Currently, we're trying to figure out, how to work with Flink efficiently and we're still trying to make sense of everything.
We are running about 60 really light-weight jobs on a standalone cluster, which works fine on an average EC2 instance. However, once I enabled checkpointing with a local RocksDB state backend, the cluster behaves in an unexpected manner, stops jobs, tries to restart them only to discard all of them and leaving the error logs empty. After that, no trace of either jobs or jars is left in Flink.
I am aware that for each job, a fraction of the total JobManager memory is reserved, and likewise, for each job a local RocksDB is instantiated on the same machine, but I assumed they would be equally lightweight and not require much memory/CPU capacity. Just adding the line env.enableCheckpointing(1000); lead to a total failure of everything as opposed to a stable cluster before.
I personally think we may have reached the limit of our standalone Flink cluster, even increasing the memory would not suffice anymore but I'd like to have confirmation on that, before we start building a distributed Flink cluster (we'd need to automate everything, that's why I'm hesitant right now). I am not sure if e.g. storing the RocksDB checkpoints in some dedicated storage unit like S3 would even tackle this problem and if the resource consumption (other than hard disk) would be affected at all.
Is moving to a distributed environment the only way to solve our problem or does this indicate some other problem, which could be fixed by proper configuration?
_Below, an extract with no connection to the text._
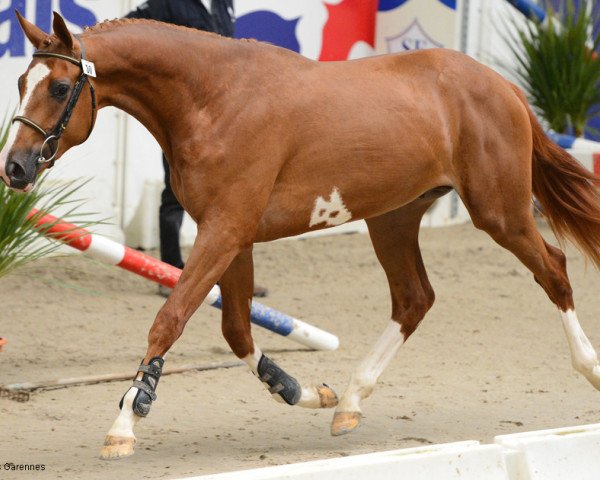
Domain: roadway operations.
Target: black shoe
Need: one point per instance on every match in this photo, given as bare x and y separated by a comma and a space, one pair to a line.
260, 292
Edit: Maybe I should add that there is no load yet, we are not yet talking about incoming data, but about the jobs remain running. There's a mere 100 records in the FlinkSources right now, but we won't even reach the point of those being processed.
Edit2:
This part was always part of the jobs' code:
try {
env.setStateBackend((StateBackend) new RocksDBStateBackend("file://" + "/somePathOnInstance"));
} catch (IOException e1) {
// TODO Auto-generated catch block
e1.printStackTrace();
}
and we added following line of code:
env.enableCheckpointing(CHECKPOINTING_INTERVAL_MS);
The typecast to StateBackend should not be necessary, as 1.9.1 version of RocksDBStateBackend class should already be implementing StateBackend instead of AbstractStateBackend according to the documentation. However, the doc does not resemble the actual class we get from Maven, so there's that.